Tom Claytor, also at LANL, got great tritium results with spark discharge.

http://www.lenr-canr.org/acrobat/ClaytorTNtritiumprob.pdf

These experiments stopped is because opponents ignored the results and
closed down the NCFI, Bockris retired, and others were never funded
properly.

This is old news. I am a little surprised that people here are unaware of
the fact that cold fusion produces tritium, and this has been proved
decisively hundreds of times. (Bockris used to run 100 cells at a time, and
as I recall, sometimes 30 to 50 would produce tritium.) There is absolutely,
positively, no doubt about it, and there is also no doubt that this is
definitive proof of a nuclear reaction.
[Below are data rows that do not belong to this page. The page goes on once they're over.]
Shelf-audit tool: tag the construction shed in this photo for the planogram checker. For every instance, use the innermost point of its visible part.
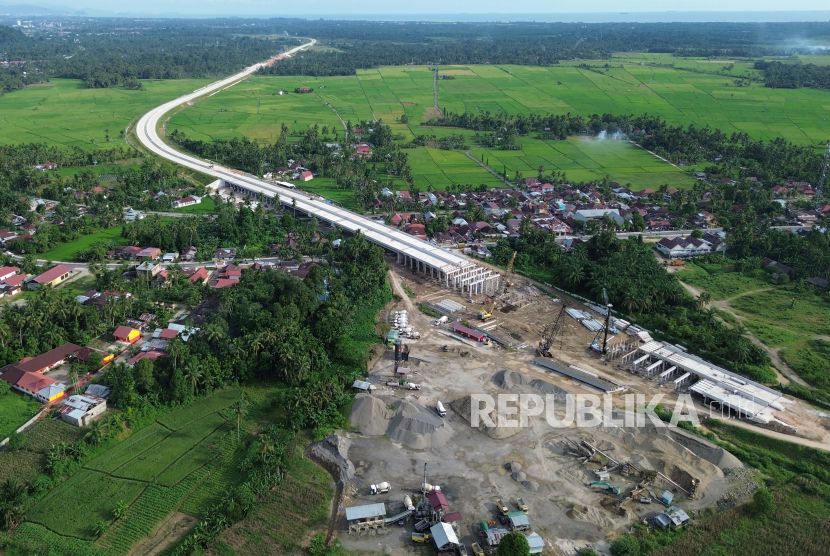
(365, 518)
(518, 521)
(80, 410)
(467, 332)
(494, 536)
(437, 501)
(444, 537)
(537, 543)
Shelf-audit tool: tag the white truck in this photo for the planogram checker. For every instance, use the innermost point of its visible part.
(380, 488)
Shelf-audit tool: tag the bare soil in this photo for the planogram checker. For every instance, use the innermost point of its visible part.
(176, 526)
Where do you people get your
information from, anyway, Wikipedia? <trap drum sound: szzz, boom bah!>

There is no need to speculate about why this research has not been funded,
or why it has not been reported in the pages of the Washington Post or Sci.
Am. It has nothing to do with the fact that tritium is used in fusion bombs.
The reason is prosaic, and well known to me and others. This information is
not published and it is erased from Wikipedia and elsewhere because if it
were to become generally known, Robert Park, the editors at Sci. Am. and
Nature, and the skeptics at the DoE and APS would all look like idiots. They
understand as well as you do that this is proof of a nuclear reaction!